If it comes to a data protection violation, then the responsible parties and the data subject must be informed per Art. 33 and 34 GDPR. Individual companies often process data on behalf of other companies within the group. Therefore, the establishment of a uniform system within the group where a quick information exchange can be held in the case of a data protection violation or similar cases is advisable.

Some compliance requirements need an as-extensive-as-possible processing of personal data. However, data protection law requires to limit the collection of personal information to what is directly relevant and necessary to accomplish a specified purpose. In addition, some companies are required by (wanted) certificates to create management systems. These systems are operated group-wide and integrated. The data protection organisation should be involved with these management systems in order to eliminate contradictions and to create synergy. Data protection is therefore a cross-section between various fields.

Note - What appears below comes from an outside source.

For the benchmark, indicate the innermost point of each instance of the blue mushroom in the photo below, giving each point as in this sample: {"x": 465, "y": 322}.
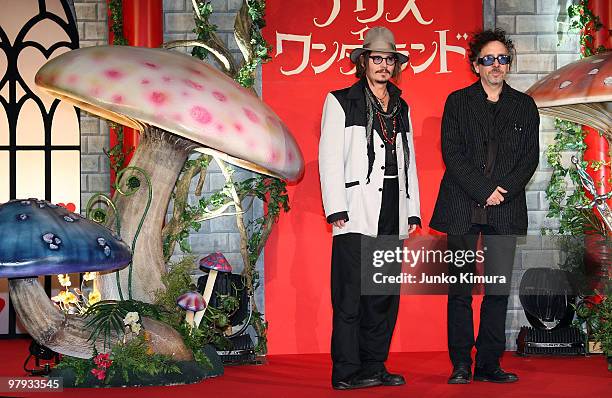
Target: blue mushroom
{"x": 40, "y": 238}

For companies there is the opportunity to create Binding Corporate Rules (BCRs) for the purpose of data transfers outside the EU or EEA. These apply group-wide but must still be approved by the relevant supervisory authority. BCRs as a transfer mechanism can also serve as a guarantee for data transfers to countries outside the EU or EEA in accordance with the GDPR.

Groups of companies do not enjoy any corporate privileges and therefore every data transfer must be justifiable. According to the type of the cooperation between companies of a group this can either be in the form of Joint Controller Agreements (JCA) or Data Processing Agreements (DPA). However, if the data transfer is outside the EU or EEA then one will need Standard Contractual Clauses (SCC) or other guarantees. Instead of establishing BCRs one would mostly suggest framework agreements for group-wide data transfers, including Joint Controller Agreements, Data Processing Agreements and if necessary Standard Contractual Clauses. Other companies of the group may join such framework agreements, so that the greatest possible flexibility is maintained.

Per Art. 88 GDPR collective agreements, provided these are GDPR conform, may allow the transfer of personal data from employees between companies of the group. Especially in the German legal traditions collective agreements are favoured because they let themselves integrate in a group-wide transfer mechanism.

Group of companies are due to their data protection law vulnerability often in the focus of authorities and lawyers. The rule of thumb says that a vast number of processed personal data as well as affected data subjects mean an elevated risk to become a target of authorities and legal authorities. Therefore, legal expertise, that oneself does not possess, is crucial in order to avoid this ire.

The compliance of regulatory requirements is tied to the continuing sensitization of the involved persons in data processing. For companies it is indispensable to have a successful data protection structure with whose help one can create in all companies of the group a uniform data protection standard. Therefore, regular education courses of multipliers and employees as well as a culture of open discussion are essential.